Le respect envers ce sacrement comporte de la crainte jointe à l’amour ; c’est pourquoi la crainte respectueuse envers Dieu est appelée crainte filiale, comme on l’a vu dans la deuxième Partie. C’est l’amour, en effet, qui provoque le désir de prendre le sacrement, tandis que la crainte engendre l’humilité de révérence. Ce qui fait dire à S. Augustin : " Celui-ci peut dire qu’il ne faut pas recevoir l’eucharistie quotidiennement, tandis que celui-là affirme le contraire ; que chacun fasse ce qu’il juge, dans sa bonne foi, devoir faire avec piété. Car il n’y a pas eu de dispute entre Zachée et le centurion, alors que le premier se réjouissait de recevoir le Seigneur, tandis que le second disait : "je ne suis pas digne que tu entres sous mon toit" : tous deux ont honoré le Seigneur, quoique ce ne fût pas de la même façon. " Cependant l’amour et l’espérance, auxquels la Sainte Écriture nous excite toujours l’emportent sur la crainte.
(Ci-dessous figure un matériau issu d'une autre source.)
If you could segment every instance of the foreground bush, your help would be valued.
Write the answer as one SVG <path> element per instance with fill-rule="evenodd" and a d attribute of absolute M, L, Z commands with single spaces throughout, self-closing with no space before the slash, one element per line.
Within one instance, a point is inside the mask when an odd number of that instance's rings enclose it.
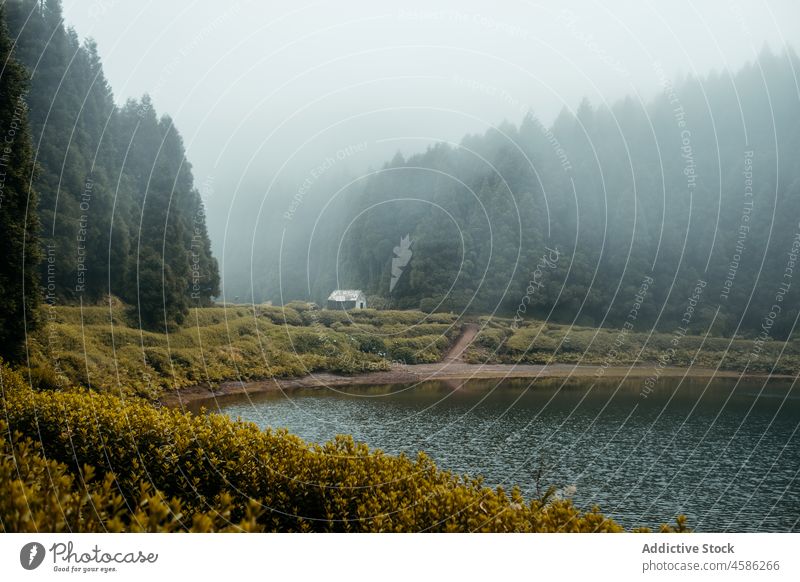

Aussi, quand Pierre disait : " Éloigne-toi de moi, Seigneur, parce que je suis un homme pécheur ", Jésus répondit-il: " Ne crains point. "
4.
Parce que le Seigneur a dit : " Donne-nous aujourd’hui notre pain quotidien ", il ne faut pas communier plusieurs fois par jour, afin qu’au moins, du fait que l’on communie une seule fois par jour, soit représentée la passion du Christ, qui est unique.
5.
Des décisions diverses ont paru selon les divers états de l’Église. Car, dans la primitive Église, lorsque la dévotion de la foi chrétienne était plus forte, il fut décidé que les fidèles communieraient quotidiennement. Aussi le pape Anaclet dit-il : " Après la consécration, que tous communient, s’ils ne veulent pas se mettre hors des frontières de l’Église : car c’est ainsi que les Apôtres en ont décidé, et c’est l’usage de la sainte Église romaine. " Ensuite, la ferveur de la foi ayant baissé, le pape Fabien concéda " que tous communient, s’ils ne le peuvent plus fréquemment, au moins trois fois par an, à Pâques, à la Pentecôte, et à la Nativité du Seigneur ". Le pape Soter dit qu’il faut aussi communier le Jeudi saint, en la Cène du Seigneur, ce qu’on trouve dans la décrétale sur la Consécration.
Mais ensuite " la charité d’un grand nombre se refroidit, à cause de l’abondance des péchés ", et Innocent III décida que tous les fidèles devaient communier " au moins une fois l’an, à Pâques ". Mais dans le livre des Croyances ecclésiastiques, il est conseillé " de communier tous les dimanches ".